Canon Andrew Rowell, who is leading the Governance Task Force overseeing this work, addressed that question directly in a letter to the Province on December 2. (Sent by email from the AAC.) He began not with legal theory, but with an honest acknowledgment of where we are:

“In recent months, many across the Anglican Church in North America (ACNA) have felt the strain of a difficult season. Questions around our disciplinary processes have surfaced with new urgency, and it has become clear that our structures must serve the Church with greater clarity, care, and integrity.”

This quote identifies the strain and worry that many of us experience without dramatizing them. It recognizes that what we are dealing with is not abstract policy, but the lived life of the Church.

Rowell goes on to make an important observation—one that can be easy to miss amid controversy:

“Yet even amid these challenges there are genuine signs of maturity taking root in our province. One of the most encouraging of these is the ongoing work to revise Title IV, the canons that guide how we respond when concerns about clergy behavior arise.”

That word—maturity—is doing real work here. The revision of Title IV should not be a panicked response. It is important and we all feel the need for something to change. But this process should not feel like an attempt to paper over failure. It is the Church learning, slowly and sometimes painfully, what clarity actually requires.

One of the strongest signs of this maturity has been the level of engagement across the Province. As Rowell notes:

“This work has been shaped not only by legal analysis and canonical study, but by the thoughtful feedback of clergy and laypeople throughout the ACNA… That level of engagement alone is a sign of growing health. It demonstrates a shared desire to strengthen the Church’s accountability structures in a way that reflects both truth and grace.”

This has been true of my quick announcement on The Anglican a few days after Christmas.
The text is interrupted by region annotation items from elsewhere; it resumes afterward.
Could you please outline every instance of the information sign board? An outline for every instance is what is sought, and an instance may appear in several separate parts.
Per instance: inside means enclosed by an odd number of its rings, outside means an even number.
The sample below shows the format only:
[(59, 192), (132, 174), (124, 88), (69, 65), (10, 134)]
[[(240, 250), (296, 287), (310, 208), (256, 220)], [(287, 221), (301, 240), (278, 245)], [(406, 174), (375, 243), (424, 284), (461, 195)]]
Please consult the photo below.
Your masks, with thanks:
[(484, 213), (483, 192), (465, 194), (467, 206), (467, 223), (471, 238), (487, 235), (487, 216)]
I have shared the time and date of our meeting and so far, over 125 people have registered! I had to purchase additional seats on my Zoom account. That’s a good sign

Importantly, Canon Rowell reports that the feedback received did not challenge the heart of the revision. Instead, it affirmed its direction:

“The feedback received was overwhelmingly positive. Importantly, no one questioned the heart of the proposed revision, which rests on three major shifts.”
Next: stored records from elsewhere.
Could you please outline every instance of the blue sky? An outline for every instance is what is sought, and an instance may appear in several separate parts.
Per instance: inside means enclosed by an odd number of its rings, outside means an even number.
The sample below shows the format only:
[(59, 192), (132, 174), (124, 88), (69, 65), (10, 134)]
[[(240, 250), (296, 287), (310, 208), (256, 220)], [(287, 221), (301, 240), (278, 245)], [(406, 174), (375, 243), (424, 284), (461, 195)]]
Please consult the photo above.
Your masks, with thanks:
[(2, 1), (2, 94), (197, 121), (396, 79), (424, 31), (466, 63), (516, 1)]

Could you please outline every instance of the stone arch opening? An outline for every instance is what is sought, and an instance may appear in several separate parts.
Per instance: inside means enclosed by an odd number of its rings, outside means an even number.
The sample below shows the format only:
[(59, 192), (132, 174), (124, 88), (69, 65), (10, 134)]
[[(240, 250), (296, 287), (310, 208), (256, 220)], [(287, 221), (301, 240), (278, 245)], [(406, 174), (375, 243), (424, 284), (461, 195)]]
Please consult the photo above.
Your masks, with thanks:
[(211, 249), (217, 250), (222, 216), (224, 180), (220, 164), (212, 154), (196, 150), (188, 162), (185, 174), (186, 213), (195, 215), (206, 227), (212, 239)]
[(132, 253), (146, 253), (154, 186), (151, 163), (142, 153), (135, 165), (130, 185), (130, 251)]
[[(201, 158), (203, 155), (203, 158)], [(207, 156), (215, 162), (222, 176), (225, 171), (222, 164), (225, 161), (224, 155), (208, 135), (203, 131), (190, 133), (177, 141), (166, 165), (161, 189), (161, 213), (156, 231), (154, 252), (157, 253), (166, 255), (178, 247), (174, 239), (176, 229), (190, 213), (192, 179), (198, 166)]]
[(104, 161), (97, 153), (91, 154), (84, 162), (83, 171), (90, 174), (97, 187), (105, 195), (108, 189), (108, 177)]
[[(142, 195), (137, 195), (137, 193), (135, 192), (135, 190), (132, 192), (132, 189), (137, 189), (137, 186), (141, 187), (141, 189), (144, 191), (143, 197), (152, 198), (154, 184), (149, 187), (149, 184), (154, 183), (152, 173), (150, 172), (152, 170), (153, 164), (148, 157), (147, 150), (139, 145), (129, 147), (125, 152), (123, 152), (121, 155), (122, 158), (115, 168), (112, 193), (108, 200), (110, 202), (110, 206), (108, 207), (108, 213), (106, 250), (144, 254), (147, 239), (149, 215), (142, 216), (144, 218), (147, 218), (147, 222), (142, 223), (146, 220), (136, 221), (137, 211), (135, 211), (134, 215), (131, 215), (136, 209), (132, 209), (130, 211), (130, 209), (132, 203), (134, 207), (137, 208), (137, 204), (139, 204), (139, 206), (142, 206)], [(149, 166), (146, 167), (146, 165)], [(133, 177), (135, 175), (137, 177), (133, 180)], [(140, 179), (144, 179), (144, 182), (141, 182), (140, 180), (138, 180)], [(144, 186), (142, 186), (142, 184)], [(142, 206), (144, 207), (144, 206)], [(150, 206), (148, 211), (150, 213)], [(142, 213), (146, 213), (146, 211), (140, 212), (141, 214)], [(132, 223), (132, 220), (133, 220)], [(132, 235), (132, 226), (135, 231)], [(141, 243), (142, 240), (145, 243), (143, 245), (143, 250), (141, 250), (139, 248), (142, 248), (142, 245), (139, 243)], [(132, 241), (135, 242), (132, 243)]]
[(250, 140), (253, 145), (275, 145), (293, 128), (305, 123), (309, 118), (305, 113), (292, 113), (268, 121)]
The Length of the Revised Canons

The first of those shifts gets right to the question of length:

“The first is a move from minimal canons to a more complete and carefully structured process. While this means Title IV will grow in length, it also ensures that everyone involved… can understand what is expected at each stage. Clear steps reduce confusion, limit unnecessary delays, and protect the integrity of the process.”

This is the key point. Brevity did not equate to clarity.
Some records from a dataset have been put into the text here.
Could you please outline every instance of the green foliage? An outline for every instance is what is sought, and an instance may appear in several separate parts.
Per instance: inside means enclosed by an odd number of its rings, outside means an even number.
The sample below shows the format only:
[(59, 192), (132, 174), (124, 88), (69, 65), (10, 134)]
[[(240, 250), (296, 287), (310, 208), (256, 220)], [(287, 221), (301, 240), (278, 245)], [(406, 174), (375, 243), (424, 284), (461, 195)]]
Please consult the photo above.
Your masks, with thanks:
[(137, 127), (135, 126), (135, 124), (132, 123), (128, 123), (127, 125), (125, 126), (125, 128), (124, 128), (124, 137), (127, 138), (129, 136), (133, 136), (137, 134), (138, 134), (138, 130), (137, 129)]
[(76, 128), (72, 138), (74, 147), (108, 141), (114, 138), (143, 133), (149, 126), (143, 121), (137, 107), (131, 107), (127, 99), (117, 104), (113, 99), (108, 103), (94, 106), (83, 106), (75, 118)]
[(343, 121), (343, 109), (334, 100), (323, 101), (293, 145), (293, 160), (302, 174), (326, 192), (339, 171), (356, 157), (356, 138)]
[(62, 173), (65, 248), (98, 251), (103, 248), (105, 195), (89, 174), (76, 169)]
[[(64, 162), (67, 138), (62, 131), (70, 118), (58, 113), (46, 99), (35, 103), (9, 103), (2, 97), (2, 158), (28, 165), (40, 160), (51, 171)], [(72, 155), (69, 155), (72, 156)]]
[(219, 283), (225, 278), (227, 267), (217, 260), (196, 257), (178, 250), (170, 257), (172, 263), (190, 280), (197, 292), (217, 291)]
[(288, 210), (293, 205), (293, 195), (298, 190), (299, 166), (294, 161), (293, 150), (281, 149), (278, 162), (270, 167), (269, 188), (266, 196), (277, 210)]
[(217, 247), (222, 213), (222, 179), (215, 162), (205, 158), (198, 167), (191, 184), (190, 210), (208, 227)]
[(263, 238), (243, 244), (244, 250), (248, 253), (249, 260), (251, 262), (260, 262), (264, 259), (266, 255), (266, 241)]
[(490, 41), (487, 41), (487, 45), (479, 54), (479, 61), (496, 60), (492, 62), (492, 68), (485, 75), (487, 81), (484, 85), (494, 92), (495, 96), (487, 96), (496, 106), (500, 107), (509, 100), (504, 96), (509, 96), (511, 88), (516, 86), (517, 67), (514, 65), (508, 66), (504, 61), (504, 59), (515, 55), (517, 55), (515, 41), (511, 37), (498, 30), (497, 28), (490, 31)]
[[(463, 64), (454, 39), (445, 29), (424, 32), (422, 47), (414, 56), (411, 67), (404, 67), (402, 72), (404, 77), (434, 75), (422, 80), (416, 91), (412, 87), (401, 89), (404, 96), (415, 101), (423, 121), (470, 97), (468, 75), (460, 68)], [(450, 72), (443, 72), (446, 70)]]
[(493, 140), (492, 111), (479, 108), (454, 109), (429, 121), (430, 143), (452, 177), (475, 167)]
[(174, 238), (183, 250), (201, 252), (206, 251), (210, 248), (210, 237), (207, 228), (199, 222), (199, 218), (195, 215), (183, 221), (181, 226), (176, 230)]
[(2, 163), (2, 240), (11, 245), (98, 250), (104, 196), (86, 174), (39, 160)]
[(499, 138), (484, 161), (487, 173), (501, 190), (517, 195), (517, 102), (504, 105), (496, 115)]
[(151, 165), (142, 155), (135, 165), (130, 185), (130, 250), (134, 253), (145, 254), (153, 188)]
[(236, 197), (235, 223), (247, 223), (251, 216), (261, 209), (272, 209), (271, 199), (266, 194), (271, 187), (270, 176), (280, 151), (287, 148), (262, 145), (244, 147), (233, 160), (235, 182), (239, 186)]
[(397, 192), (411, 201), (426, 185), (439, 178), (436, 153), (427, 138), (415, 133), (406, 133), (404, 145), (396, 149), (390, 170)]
In our meeting, Andrew reviewed several cases we have encountered over the past years. He said that when core aspects of a disciplinary process were left unspecified, decisions were made on the fly.

Expectations varied.
Delays crept in.
Anxiety rose.
And eventually, the vacuum was filled by lawyers and legal processes.

The second shift addresses a problem many have sensed but not always named:

“The second shift is away from “one-and-done” investigative bodies and unclear sequencing. Under the proposed revision, disciplinary concerns will follow a more orderly path: the receipt and evaluation of a report; investigation, if needed, by a standing committee dedicated to that work; and then, when warranted, inquiry by a tribunal that can assess the facts and determine an appropriate outcome.”

In other words, instead of ad hoc panels assembled under pressure, the revised canons establish a more orderly path—standing bodies, clear stages, and continuity over time. That is not bureaucracy for its own sake. It is how wisdom accumulates. It is how fairness becomes more than a slogan.

And then there is a third shift, which may be the most misunderstood—and the most hopeful:

“The third shift is toward an inquiry-based model of truth-seeking rather than an adversarial system… the focus of the process is no longer on legal strategy but on finding the truth in a way that prioritizes transparency, fairness, and the well-being of all involved.”